The results of today's second round of presidential voting will most likely make that possible, because a Russian secessionist is favored to win the presidency of the autonomous republic. The first round of voting, held two weeks ago, demonstrated the erosion of popular support for Ukrainian independence. A course that will put Ukraine on the path of civil war and open conflict with Russia may be set.

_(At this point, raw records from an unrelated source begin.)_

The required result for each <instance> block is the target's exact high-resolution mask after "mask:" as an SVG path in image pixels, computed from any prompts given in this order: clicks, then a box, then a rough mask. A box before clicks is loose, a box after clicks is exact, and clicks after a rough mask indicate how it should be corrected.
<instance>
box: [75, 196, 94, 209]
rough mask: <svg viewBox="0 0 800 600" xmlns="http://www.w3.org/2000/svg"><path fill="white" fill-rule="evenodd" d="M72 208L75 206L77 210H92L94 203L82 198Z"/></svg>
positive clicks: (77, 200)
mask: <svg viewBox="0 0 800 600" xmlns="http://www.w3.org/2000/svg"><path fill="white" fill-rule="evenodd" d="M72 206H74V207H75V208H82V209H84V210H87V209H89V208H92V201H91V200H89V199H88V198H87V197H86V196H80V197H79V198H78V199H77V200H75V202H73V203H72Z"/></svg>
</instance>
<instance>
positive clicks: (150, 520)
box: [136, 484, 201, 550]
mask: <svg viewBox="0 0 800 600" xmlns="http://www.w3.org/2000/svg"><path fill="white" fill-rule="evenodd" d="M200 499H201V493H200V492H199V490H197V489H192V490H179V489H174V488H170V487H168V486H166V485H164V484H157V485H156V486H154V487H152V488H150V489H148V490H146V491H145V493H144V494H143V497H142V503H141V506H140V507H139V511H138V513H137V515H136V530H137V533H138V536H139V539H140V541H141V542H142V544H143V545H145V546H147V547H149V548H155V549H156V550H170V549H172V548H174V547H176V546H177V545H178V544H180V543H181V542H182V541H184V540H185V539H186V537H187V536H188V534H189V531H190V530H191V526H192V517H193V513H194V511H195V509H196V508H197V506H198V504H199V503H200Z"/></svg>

In December, 1991, nearly 55% of Crimean residents voted for Ukraine's independence. This outcome was warmly welcomed by politicians, because the Crimean peninsula's history and politics had easily made it the "most likely to secede" from Ukraine. During \o7 perestroika\f7 , when Ukraine was inching toward independence from Russia, the Crimean secessionist card was frequently played by various political factions to threaten the Ukrainian independence movement with the possibility of breakup and irredentist claims by Russia. But the '91 vote proved these threats empty, though not dead.
Two years of Ukrainian independence have taken a severe toll on Crimea and radicalized its politics. Nikolay Meshkov, the candidate who would reunite Crimea with Russia, received 38% of the vote in the first round. His chief opponent, who favors continuing union with Ukraine, got only 17%. Another 30% was divided among candidates who support some one form or another of distancing from Kiev.
If Meshkov is elected the first president of Crimea and follows through on his declaration to rejoin Russia, the threat of disintegration of Ukraine will be real and immediate. Even if a more moderate candidate prevails, the elections will have shown that the post-independence political consensus in Ukraine has fallen victim to hyperinflation and tardy reform, as well as to regionalism and nationalism.
U.S. policy-makers face some tough choices if Crimea moves to secede. Kiev has few options other than the use of force to preserve the union--a prospect that would almost certainly lead to escalation and some form of Russian intervention in the conflict. The recently concluded U.S.-Ukrainian-Russian agreement on nuclear weapons deployed in Ukraine would be the first, though least important, victim. More important victims include the pace of Russia's reforms, which is already slow, and chances for the survival of an independent Ukraine.